Maintaining a snappy bogofilter

Thu Apr 10 20:52:15 CEST 2003

At 02:06 PM 4/10/03, Peter Bishop wrote:

>On 10 Apr 2003, at 13:01, David Relson wrote:
>
> > I run bogofilter with the "-u" (update) option so that messages classified
> > as spam are added to spamlist.db and messages that are classified as ham
> > are added to goodlist.db.  I also use Fisher in tri-state mode so
> > bogofilter will classify a message as Unsure (when it can't say ham/spam
> > with reasonable certainty).  As "unsure" messages don't automatically feed
> > into either data base, I manually classify them and have a cron job update
> > the appropriate wordlist.  Using "-u" causes the token's timestamp to be
> > updated to "today", which makes checking for "no recent hits" feasible.
>
>So "unsure" spams would need to be registered manually to keep "hits" up
>to date.

Correct.

>This might not work too well in my case as I have set up a shared wordlist
>and I have a "honeytrap" account (a non-existent user) for attracting spam.
>The honeytrap emails are is fed directly into the shared spam wordlist
>(bogofilter -s). The shared wordlist is used to filter all email accounts, 
>but I
>cannot tell whether a hapax in the wordlist is getting lots of hits by the
>users and I don't want to use -u to allow all users to update the list. as it
>requires global access to the wordlist (and what about locking?). And
>anyway I'm using Robinson with no "unsure" state because it seems to
>work better the Fisher.

The honeytrap is a great idea.  Does it get all the same spam as other 
accounts?  How do you train for non-spam?

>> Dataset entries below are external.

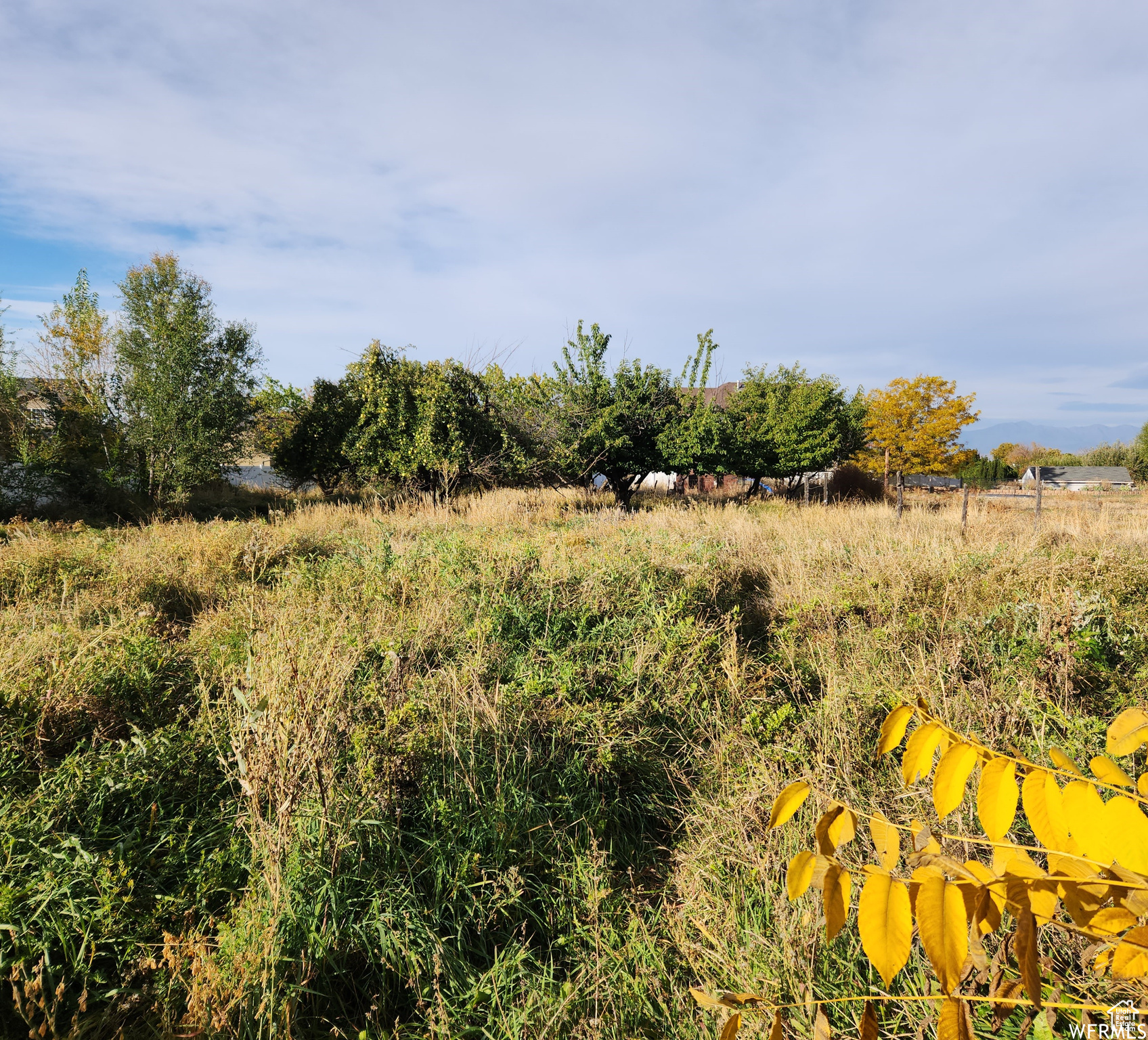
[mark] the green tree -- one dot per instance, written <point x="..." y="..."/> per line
<point x="785" y="424"/>
<point x="275" y="408"/>
<point x="610" y="422"/>
<point x="315" y="446"/>
<point x="697" y="437"/>
<point x="74" y="372"/>
<point x="185" y="381"/>
<point x="988" y="473"/>
<point x="1138" y="456"/>
<point x="430" y="424"/>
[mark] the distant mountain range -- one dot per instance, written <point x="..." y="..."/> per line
<point x="1065" y="437"/>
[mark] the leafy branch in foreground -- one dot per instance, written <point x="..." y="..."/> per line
<point x="1095" y="883"/>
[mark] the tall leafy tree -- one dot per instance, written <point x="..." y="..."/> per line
<point x="313" y="442"/>
<point x="697" y="437"/>
<point x="785" y="424"/>
<point x="610" y="422"/>
<point x="75" y="369"/>
<point x="1138" y="456"/>
<point x="185" y="381"/>
<point x="914" y="425"/>
<point x="28" y="471"/>
<point x="430" y="424"/>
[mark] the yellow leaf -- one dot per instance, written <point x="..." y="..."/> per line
<point x="1111" y="919"/>
<point x="732" y="1024"/>
<point x="836" y="828"/>
<point x="1129" y="731"/>
<point x="1132" y="894"/>
<point x="892" y="729"/>
<point x="996" y="797"/>
<point x="885" y="922"/>
<point x="704" y="999"/>
<point x="1130" y="960"/>
<point x="1045" y="810"/>
<point x="1062" y="761"/>
<point x="943" y="928"/>
<point x="1107" y="771"/>
<point x="1128" y="832"/>
<point x="1028" y="957"/>
<point x="954" y="1022"/>
<point x="799" y="874"/>
<point x="740" y="1000"/>
<point x="835" y="896"/>
<point x="788" y="802"/>
<point x="820" y="866"/>
<point x="843" y="829"/>
<point x="1085" y="814"/>
<point x="991" y="915"/>
<point x="952" y="775"/>
<point x="887" y="840"/>
<point x="919" y="752"/>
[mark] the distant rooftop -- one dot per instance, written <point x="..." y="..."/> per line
<point x="1080" y="475"/>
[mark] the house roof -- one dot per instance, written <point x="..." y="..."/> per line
<point x="1082" y="475"/>
<point x="718" y="395"/>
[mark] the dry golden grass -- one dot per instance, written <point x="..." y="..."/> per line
<point x="642" y="683"/>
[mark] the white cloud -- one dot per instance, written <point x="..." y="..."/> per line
<point x="874" y="190"/>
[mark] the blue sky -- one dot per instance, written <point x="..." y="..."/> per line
<point x="872" y="188"/>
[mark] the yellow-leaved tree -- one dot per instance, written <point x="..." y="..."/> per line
<point x="913" y="425"/>
<point x="1085" y="876"/>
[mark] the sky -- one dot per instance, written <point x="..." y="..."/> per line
<point x="874" y="190"/>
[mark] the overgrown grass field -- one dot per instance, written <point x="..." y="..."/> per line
<point x="501" y="771"/>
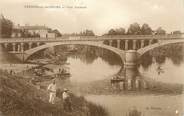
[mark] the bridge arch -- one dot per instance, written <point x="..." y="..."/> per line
<point x="120" y="53"/>
<point x="158" y="44"/>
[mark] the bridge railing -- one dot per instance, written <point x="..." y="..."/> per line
<point x="91" y="38"/>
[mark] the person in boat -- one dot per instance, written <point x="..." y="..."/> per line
<point x="159" y="70"/>
<point x="52" y="92"/>
<point x="66" y="100"/>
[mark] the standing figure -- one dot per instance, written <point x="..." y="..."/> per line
<point x="66" y="100"/>
<point x="52" y="91"/>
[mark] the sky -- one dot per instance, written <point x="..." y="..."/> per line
<point x="97" y="15"/>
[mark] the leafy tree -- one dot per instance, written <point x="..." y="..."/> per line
<point x="134" y="29"/>
<point x="146" y="29"/>
<point x="5" y="27"/>
<point x="160" y="31"/>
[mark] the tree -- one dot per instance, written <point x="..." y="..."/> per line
<point x="111" y="32"/>
<point x="160" y="31"/>
<point x="118" y="31"/>
<point x="176" y="32"/>
<point x="5" y="27"/>
<point x="146" y="30"/>
<point x="58" y="34"/>
<point x="134" y="29"/>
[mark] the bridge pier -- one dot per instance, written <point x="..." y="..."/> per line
<point x="6" y="45"/>
<point x="14" y="47"/>
<point x="142" y="43"/>
<point x="110" y="42"/>
<point x="30" y="45"/>
<point x="126" y="44"/>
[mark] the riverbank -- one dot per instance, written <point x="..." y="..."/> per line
<point x="20" y="98"/>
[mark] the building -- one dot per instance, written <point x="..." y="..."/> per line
<point x="33" y="31"/>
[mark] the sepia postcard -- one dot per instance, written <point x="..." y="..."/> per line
<point x="91" y="57"/>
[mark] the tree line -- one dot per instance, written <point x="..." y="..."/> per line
<point x="136" y="29"/>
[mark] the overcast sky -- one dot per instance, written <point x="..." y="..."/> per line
<point x="99" y="15"/>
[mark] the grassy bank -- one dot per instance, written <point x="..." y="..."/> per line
<point x="20" y="98"/>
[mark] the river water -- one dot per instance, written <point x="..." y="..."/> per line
<point x="88" y="68"/>
<point x="120" y="105"/>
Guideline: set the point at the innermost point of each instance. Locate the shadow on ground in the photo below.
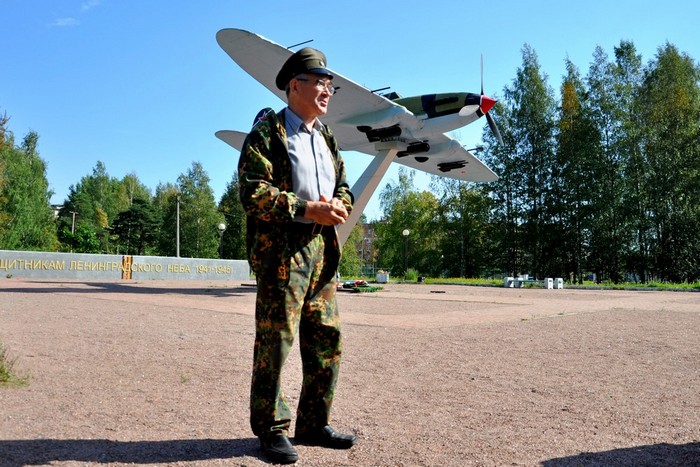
(16, 453)
(655, 455)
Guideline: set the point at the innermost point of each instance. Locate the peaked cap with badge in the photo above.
(306, 60)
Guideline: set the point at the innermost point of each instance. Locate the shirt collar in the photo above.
(294, 122)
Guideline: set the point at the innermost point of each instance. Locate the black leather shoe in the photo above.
(278, 449)
(326, 437)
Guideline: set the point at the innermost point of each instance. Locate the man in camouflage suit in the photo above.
(294, 192)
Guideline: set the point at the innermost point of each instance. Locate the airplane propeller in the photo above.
(486, 104)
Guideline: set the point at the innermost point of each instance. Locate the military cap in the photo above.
(307, 60)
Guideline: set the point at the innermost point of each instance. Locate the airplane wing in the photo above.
(355, 109)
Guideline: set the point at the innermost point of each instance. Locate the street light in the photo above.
(221, 228)
(405, 233)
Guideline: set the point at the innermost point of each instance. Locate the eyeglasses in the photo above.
(322, 83)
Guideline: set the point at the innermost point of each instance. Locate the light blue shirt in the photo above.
(313, 171)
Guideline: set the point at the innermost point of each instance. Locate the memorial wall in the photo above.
(35, 264)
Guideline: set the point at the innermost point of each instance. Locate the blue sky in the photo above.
(142, 85)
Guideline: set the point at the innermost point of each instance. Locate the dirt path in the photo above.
(157, 373)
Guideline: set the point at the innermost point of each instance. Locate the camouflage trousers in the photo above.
(305, 306)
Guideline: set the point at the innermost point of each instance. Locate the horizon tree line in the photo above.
(600, 178)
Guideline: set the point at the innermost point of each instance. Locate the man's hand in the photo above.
(326, 212)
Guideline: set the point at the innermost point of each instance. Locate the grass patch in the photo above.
(8, 376)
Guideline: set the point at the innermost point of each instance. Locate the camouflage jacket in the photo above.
(265, 188)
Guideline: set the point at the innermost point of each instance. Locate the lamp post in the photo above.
(72, 231)
(222, 228)
(405, 233)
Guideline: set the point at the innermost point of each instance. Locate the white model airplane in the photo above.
(410, 131)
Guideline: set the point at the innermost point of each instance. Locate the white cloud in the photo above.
(65, 22)
(89, 4)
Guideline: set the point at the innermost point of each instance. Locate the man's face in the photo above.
(311, 94)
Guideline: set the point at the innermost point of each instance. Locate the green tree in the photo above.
(612, 86)
(568, 210)
(351, 261)
(418, 213)
(136, 228)
(464, 222)
(232, 209)
(198, 216)
(26, 217)
(524, 166)
(94, 203)
(669, 103)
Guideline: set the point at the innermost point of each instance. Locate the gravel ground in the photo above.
(157, 373)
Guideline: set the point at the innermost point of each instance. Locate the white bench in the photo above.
(548, 283)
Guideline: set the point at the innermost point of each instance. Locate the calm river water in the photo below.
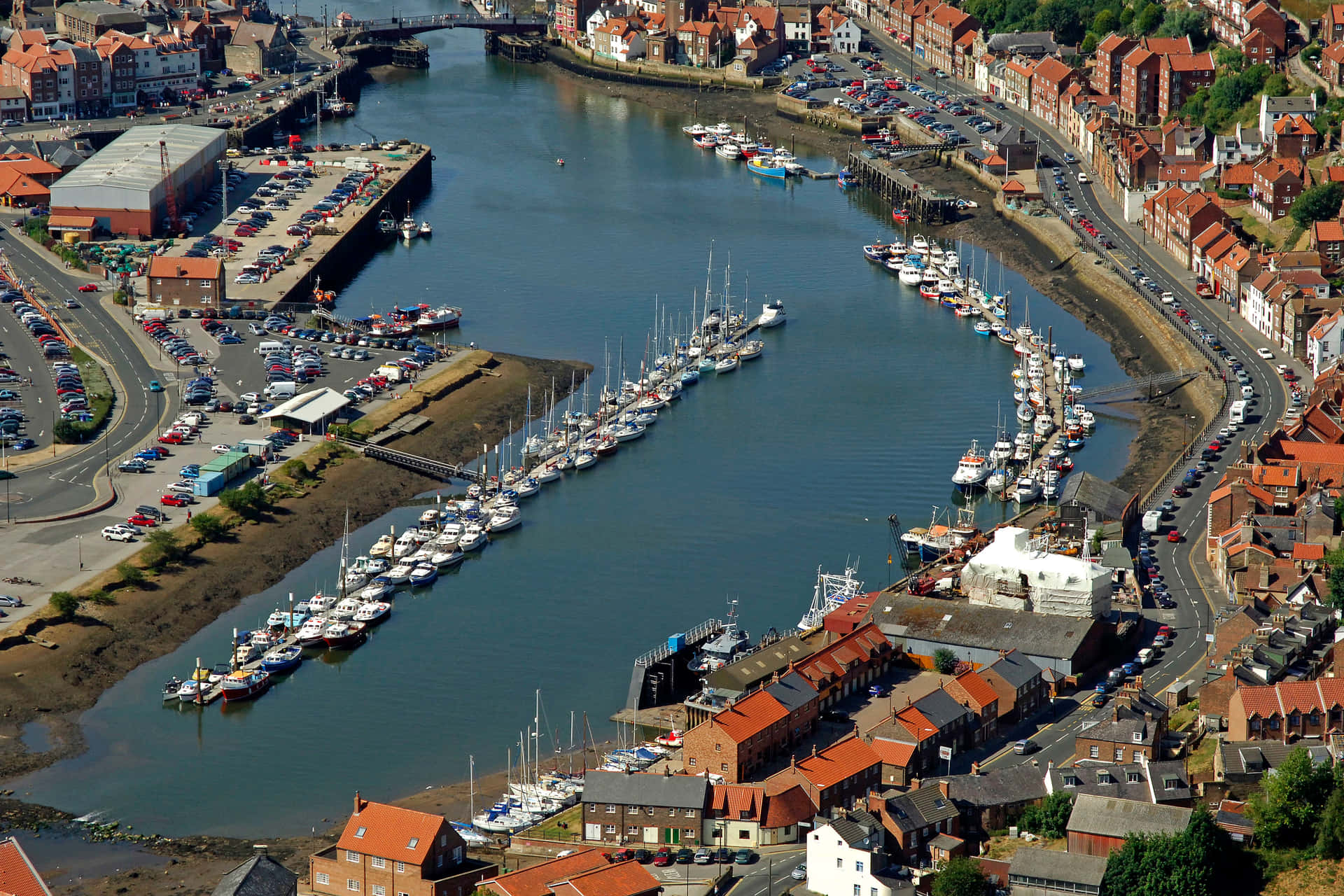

Let's use the more formal names for the two algorithms:  Robinson-GM 
(geometric mean) and Robinson-Fisher.  The Robinson-Fisher algorithm first 
executes the Robinson-GM algorithm and then does a chi-square test to 
measure the "certainty" of the result.  For example, a high score based on 
a large number of tokens will have a higher measure of certainty than a 
medium high score or a score based on a small number of tokens.  The 
Robinson-Fisher algorithm was suggested by Gary Robinson himself as an 
improvement to the basic GM algorithm.  Experiments indicate that R-F 
_does_ produce higher quality results, which is why it's the default 
algorithm in bogofilter.

The Robinson-Fisher algorithm has classification modes of Yes/No or as 
Yes/No/Unsure depending on switches and configuration.  The two-state mode 
just uses the value of spam_cutoff to divide the email into two 
classifications.

In addition to spam_cutoff, bogofilter has a ham_cutoff 
parameter.  Messages with spam scores below ham_cutoff are classified as 
"No", i.e. good, i.e. non-spam.  If the spam score is above spam_cutoff, 
the classification is "Yes", a.k.a. spam.  If the score is between 
ham_cutoff and spam_cutoff, the message is classified as Unsure.  Command 
line switches "-2" and "-3" can also be used to force the two-state and 
three-state modes.

>On the other hand I have such a wierd setup it might not be worth
>spending much time thinking about it as other users are unlikely to benefit
>
> > P.S.  If you haven't tried subscribing, you should do so.  If you tried 
> and
> > had trouble, send me the details so we can get the problem fixed.
>
>I did subscribe - thats how I got on the list (see info below). I have also
>tried unsubscribing (to clean things up) but it seems to be ignored.
>No idea why.

I'll forward the subscription info to the list admin.

David